Mrs Dear gives a little gasp of horror. The mother says severely, “Patsy, that’s not a very nice thing to say, not with that bad rail accident in America last week. Apologize at once.”
“But Mum, it really was empty!”
“Dear, I’m terribly worried,” Mrs Dear tells her husband who says, “Don’t be stupid dear, the kid’s obviously gone the wrong way and blundered into the guard’s van.”
The teacher points out that the stranger said he found Patsy near the engine, but “The child knows nothing about mechanics!” declares Mr Dear, “Hardly anyone knows anything about mechanics nowadays. It wouldn’t surprise me to learn that modern trains are driven from an obscure cabin somewhere in the middle.”
“And it wouldn’t surprise me!” cries the old man violently, “To learn that British Rail has sacked all its drivers and never told the public a word about it!”
The women gasp in horror, Mr Dear snorts, the stranger laughs and tries to speak, but the old man talks him down: “You needed a driver in the days of steam — two of them counting the fireman — tough men! Strong men who knew the engine and could clean it themselves, and grasped every valve and stop-cock like it was the hand of a friend! Men who felt the gradient through the soles of their boots and heard the pressure in the thrusts of the piston. But nowadays! Nowadays it wouldn’t surprise me if the driver of this so-called train wasn’t lying back with a glass of brandy in a London club, watching us on a computer screen and half sloshed out of his upper-class over-educated skull!”

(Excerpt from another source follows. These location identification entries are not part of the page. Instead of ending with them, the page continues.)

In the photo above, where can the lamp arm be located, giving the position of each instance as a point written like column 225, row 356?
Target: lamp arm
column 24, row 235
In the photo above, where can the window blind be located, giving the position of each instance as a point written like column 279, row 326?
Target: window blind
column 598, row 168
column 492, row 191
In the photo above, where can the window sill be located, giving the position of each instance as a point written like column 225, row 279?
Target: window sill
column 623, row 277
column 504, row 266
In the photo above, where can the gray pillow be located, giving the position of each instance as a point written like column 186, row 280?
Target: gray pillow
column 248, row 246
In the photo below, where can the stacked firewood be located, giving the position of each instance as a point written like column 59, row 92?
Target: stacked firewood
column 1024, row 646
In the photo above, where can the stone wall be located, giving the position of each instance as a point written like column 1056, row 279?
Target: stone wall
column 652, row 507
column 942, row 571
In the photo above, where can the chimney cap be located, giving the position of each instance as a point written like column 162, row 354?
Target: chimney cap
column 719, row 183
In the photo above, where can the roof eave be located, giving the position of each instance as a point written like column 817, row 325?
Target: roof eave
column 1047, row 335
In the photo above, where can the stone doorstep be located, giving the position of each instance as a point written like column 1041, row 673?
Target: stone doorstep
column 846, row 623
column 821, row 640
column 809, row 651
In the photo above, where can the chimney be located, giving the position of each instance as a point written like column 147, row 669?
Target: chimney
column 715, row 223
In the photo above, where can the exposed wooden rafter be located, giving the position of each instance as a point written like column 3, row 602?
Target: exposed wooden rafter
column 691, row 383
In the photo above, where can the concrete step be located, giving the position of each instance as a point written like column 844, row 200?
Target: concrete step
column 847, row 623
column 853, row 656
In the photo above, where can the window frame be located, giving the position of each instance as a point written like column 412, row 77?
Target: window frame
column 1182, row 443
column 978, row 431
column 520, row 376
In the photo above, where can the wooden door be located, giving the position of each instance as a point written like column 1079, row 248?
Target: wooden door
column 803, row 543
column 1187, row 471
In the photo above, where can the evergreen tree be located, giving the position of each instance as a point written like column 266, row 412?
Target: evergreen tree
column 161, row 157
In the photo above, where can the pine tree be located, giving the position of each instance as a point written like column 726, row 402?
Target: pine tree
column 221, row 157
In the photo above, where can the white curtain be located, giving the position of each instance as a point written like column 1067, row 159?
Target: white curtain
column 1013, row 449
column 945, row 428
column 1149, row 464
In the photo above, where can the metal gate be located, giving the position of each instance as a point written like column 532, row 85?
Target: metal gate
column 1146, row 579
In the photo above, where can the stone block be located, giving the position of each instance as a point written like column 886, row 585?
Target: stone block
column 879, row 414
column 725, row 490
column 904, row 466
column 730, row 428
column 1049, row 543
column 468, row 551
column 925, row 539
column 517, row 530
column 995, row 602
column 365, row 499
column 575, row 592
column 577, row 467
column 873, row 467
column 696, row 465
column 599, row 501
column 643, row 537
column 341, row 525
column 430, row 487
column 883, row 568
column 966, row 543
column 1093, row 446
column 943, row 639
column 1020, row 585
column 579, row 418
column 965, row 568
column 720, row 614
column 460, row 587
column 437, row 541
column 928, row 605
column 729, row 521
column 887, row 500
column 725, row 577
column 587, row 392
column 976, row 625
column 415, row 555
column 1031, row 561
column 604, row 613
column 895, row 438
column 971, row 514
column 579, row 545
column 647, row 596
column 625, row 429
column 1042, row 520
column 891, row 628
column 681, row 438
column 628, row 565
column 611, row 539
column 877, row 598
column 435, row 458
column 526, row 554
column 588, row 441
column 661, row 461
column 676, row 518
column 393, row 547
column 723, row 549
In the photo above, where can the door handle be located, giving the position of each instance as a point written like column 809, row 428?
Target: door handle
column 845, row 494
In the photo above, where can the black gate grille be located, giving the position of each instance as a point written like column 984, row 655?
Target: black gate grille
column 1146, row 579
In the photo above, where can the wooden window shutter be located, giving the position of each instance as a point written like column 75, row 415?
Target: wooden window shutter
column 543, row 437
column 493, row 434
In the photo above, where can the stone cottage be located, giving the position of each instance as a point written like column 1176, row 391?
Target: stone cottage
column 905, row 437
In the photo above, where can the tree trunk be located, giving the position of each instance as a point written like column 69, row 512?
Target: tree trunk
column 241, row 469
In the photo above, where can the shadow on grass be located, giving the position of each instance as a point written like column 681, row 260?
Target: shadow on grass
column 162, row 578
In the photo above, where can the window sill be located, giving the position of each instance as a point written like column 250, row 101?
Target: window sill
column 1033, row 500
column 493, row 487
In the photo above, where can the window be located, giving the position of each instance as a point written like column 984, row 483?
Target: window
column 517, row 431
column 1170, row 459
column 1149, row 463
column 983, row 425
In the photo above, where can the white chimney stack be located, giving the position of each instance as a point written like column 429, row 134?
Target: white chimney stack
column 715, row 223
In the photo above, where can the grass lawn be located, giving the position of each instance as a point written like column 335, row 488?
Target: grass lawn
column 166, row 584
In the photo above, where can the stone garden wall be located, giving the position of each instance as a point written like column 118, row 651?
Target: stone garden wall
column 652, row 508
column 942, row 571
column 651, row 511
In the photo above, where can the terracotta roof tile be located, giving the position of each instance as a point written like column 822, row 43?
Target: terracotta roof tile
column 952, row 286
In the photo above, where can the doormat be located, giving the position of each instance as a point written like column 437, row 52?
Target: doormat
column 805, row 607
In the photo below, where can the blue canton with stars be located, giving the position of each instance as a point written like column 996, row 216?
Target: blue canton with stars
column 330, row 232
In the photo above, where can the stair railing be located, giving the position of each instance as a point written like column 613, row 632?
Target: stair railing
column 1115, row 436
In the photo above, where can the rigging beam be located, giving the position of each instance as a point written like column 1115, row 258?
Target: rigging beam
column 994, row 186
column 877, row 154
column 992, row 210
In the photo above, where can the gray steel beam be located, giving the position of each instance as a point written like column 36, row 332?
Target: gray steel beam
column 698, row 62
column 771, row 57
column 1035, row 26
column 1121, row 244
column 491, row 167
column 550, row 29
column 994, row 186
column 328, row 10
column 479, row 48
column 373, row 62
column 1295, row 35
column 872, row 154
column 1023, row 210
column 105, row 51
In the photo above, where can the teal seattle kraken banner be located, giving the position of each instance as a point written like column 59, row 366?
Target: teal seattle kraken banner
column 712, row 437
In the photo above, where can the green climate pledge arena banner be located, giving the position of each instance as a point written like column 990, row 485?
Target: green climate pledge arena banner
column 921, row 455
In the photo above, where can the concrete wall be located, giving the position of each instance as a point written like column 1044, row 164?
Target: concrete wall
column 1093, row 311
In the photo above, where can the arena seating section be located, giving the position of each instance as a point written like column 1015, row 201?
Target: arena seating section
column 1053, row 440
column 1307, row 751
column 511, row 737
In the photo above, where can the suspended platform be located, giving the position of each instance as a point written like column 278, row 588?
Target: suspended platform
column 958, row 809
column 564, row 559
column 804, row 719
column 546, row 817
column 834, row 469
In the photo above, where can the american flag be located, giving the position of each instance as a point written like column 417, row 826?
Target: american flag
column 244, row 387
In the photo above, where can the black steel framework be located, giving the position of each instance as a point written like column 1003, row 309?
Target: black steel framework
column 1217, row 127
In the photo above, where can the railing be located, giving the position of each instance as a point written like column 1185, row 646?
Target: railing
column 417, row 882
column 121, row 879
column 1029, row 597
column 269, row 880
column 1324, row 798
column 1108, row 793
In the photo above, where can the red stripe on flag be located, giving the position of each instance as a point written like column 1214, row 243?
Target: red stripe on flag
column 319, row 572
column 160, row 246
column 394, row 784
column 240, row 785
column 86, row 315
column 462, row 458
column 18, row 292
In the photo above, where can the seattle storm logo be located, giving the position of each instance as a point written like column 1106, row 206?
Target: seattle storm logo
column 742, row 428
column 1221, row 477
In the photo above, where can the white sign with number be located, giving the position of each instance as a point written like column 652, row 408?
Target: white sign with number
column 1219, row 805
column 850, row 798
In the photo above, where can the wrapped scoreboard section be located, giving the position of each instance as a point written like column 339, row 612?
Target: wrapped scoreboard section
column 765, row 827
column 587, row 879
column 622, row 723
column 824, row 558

“You’re wrong and I can prove it,” says the stranger. They stare at him.
At first sight there is nothing unusual in this man whose modest smile seems to apologize for his slightly taller than average height. The large pockets, the discreet epaulets of his well-cut, dove-grey jacket would look equally inconspicuous in a cinema queue or an officers’ mess, yet he faces the six pairs of enquiring eyes with a relaxed and flawless confidence which so acts upon two of the women that they sigh with relief.